If you’ve ever dreamed of being able to curl up with a lion or tiger, you may want to think again. Can big cats and humans coexist? That’s the question that a recent article in Undark Magazine set out to answer.
While many big cats like tigers and mountain lions live in protected reserves and refuges, important wildlife corridors still exist in human-dominated areas. And if humans want to keep those wild cat populations intact, they’ll need to find more effective ways to share the landscape — particularly as cities and other human developments relentlessly expand.
A recent study looking at how tigers use landscapes that are also used by humans suggests that we could make use of the natural activity patterns of the big cats as a key conservation tool.
A camera trap reveals that a tiger and a woman collecting wood used the same forest in northern India, but at different times of day.
In an analysis published in the journal Conservation Biology, researchers at Colorado State University found that tigers, most active during dusk and dawn, take shifts with the people living nearby. In the Central Terai region of India, near the country’s northern border with Nepal, land managers maintain tall grasses and wetlands for tigers to shelter in during the day, freeing up forests for human use. When night falls, human access to the forest is restricted, allowing the tigers to roam freely.
Using camera traps to monitor trails and carrying out surveys on foot, the researchers found that forests used for logging support tiger populations that are similar in size to those living in protected areas set aside for large mammal conservation. Close to 3.3 million people live in villages just three miles from the tigers’ primary ranges.
“Their habitats are embedded in some of the most densely populated areas on earth,” says Pranav Chanchani, the lead author of the study.
The authors were critical of an earlier study published in 2012, which received wide media coverage, for “conflating ‘co-occurrence’ with ‘coexistence.’” They argued that the sites that study surveyed in Nepal’s Chitwan National Forest do not represent an area of high human disturbance, and that in any case, the fact that tigers and humans were sharing a landscape at different times of day does not imply the tigers are altering their behavior, as the earlier study suggested.
Rather, Chanchani and his colleagues argue that keeping tiger behavior and activity patterns in mind when managing mixed-use areas — many of which contain or connect to natural wildlife corridors —provides a more comprehensive conservation strategy for big cats, even when humans are heavily present.
“Our data reveal that tigers and humans can and do share landscapes. [However], there appear to be sharp thresholds of human use, beyond which tigers are precluded from an area,” he says.
Chanchani notes that the area where the study was conducted wasn’t conflict free. A single male tiger killed over 10 people from 2009 to 2010.
Still, the findings suggest that humans and big cats can share habitats successfully — albeit within limits.
According to the World Wildlife Fund, the global population of wild tigers has decreased by 97 percent over the last century. The organization estimates that as few as 3,200 of the animals exist today.
Even so, Chanchani says tolerance for tigers in India is higher than tolerance for mountain lions (also known as cougars, or pumas) in North America — even though, in the U.S. the species “do not pose a credible threat to humans.”
Seth Riley, a wildlife ecologist for the U.S. National Park Service, says his experience suggests that mountain lions and humans can coexist here, too. Near Los Angeles, millions of people live near mountain lions, he noted. And in over 16 years of working in the area, Riley says most people seemed to have positive attitudes about living near wildlife.

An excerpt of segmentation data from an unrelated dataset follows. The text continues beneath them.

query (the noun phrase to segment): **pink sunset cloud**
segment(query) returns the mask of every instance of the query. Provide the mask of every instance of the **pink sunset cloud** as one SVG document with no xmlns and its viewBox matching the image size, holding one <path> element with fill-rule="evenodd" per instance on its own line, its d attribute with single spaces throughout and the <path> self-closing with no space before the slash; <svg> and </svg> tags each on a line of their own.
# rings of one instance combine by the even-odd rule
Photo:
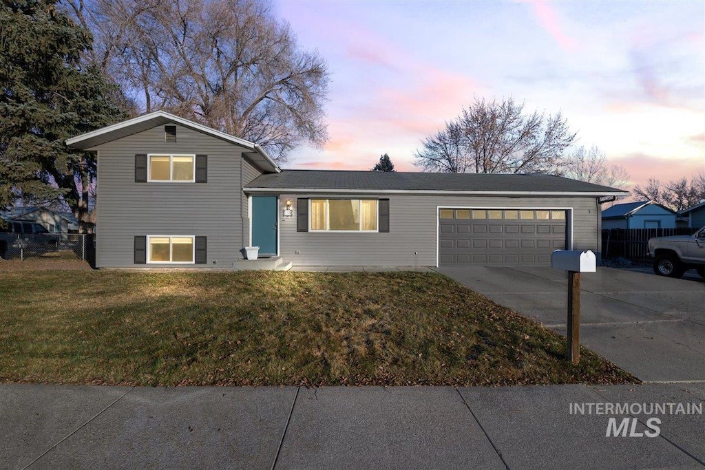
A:
<svg viewBox="0 0 705 470">
<path fill-rule="evenodd" d="M 548 2 L 544 0 L 528 0 L 525 3 L 531 5 L 532 12 L 539 24 L 556 39 L 561 48 L 568 51 L 575 49 L 577 46 L 577 41 L 563 32 L 563 27 L 558 16 Z"/>
<path fill-rule="evenodd" d="M 630 175 L 634 186 L 644 185 L 649 178 L 668 182 L 705 173 L 705 160 L 700 159 L 669 159 L 642 153 L 634 153 L 613 159 L 611 163 L 622 165 Z"/>
</svg>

One mountain lion in particular has become famous for living in Griffith Park, in the middle of LA. The adult male cat, named P22, has his own Twitter and Facebook pages. He’s lived there for four years, hunting the park’s deer for food. However, most mountain lions in the region depend on protected areas.
Luke Hunter, president and chief conservation officer of Panthera, a nonprofit that is the only organization to focus exclusively on global big cat conservation, says that while we shouldn’t ignore multi-use areas, “the absolute backbone of any conservation plan for the tiger has to include these very well-protected national parks and wildlife reserves and refuges.”
Hunter was intrigued by the study’s finding that tigers had higher occupancy in multi-use areas than some protected areas. But occupancy — a broad measure of habitat use — is not the same as estimating the true number of big cats in a landscape. He says it’s possible that occupancy was lower in some protected areas because these tiger refuges act as obvious targets for poachers. In contrast, the presence of people in multi-use areas could have deterred poaching.
In that light, which habitat really supported higher numbers in the Central Terai landscape would seem to be unclear.
Still, Hunter said the study provided some interesting insights. “I think it raises a really important issue that would be worth looking at much more closely,” he said.